Updated: May 15
What does Every Child Matters mean?
It is an expression of the belief that all children are important, including the ones left behind at residential schools and adults who are still healing from the trauma they endured there.
Why do people wear orange shirts on September 30?
Wearing orange on September 30th aims to raise awareness about residential schools in Canada and brings attention to Phyllis' heart-wrenching story. It's not just Webstad story, as she is just one of more than 150,000 First Nations, Métis and Inuit children who attended Indian residential schools in Canada between the late 1800s and 1996 whom share similar experiences. They also have their stories to tell and sadly, some may not have had the chance to. It is estimated that between four to six thousand children died at residential schools. In these residential schools, children were removed from their families, homes, languages and lands. These schools were operated by the Canadian government and church organizations. A part of official Canadian policy, the residential school system aimed at the complete assimilation of Indigenous people.

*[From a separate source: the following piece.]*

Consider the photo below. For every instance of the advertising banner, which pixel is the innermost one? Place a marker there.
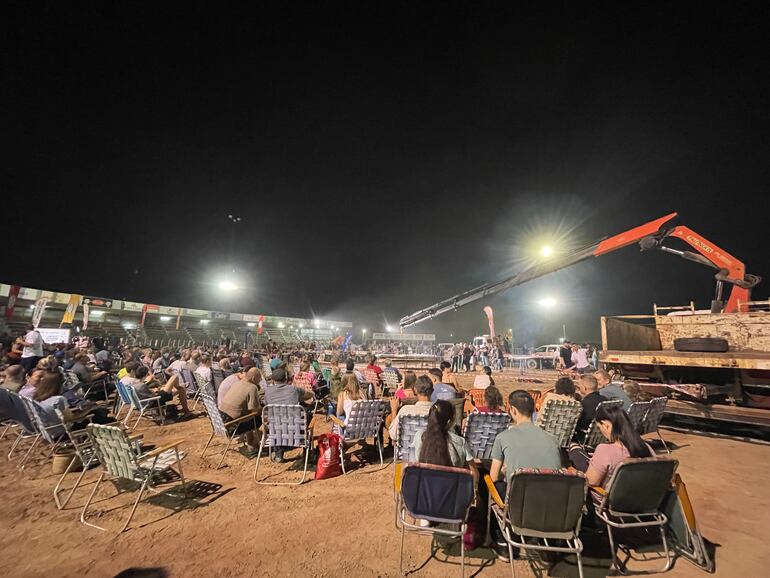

What does this bright colour have to do with residential schools in Canada?
Orange shirt is associated with Phyllis Webstad whom is now an adult and is sharing her story. When Phyllis was 6 years old, she received a new orange shirt from her grandmother. She wore it proudly on her first day at a residential school in Williams Lake B.C.
But then school authorities stripped her of her clothes, cut her hair and took her shirt away. She never got it back. The colour orange reminds her of those feelings of how she didn't matter and wasn't cared for.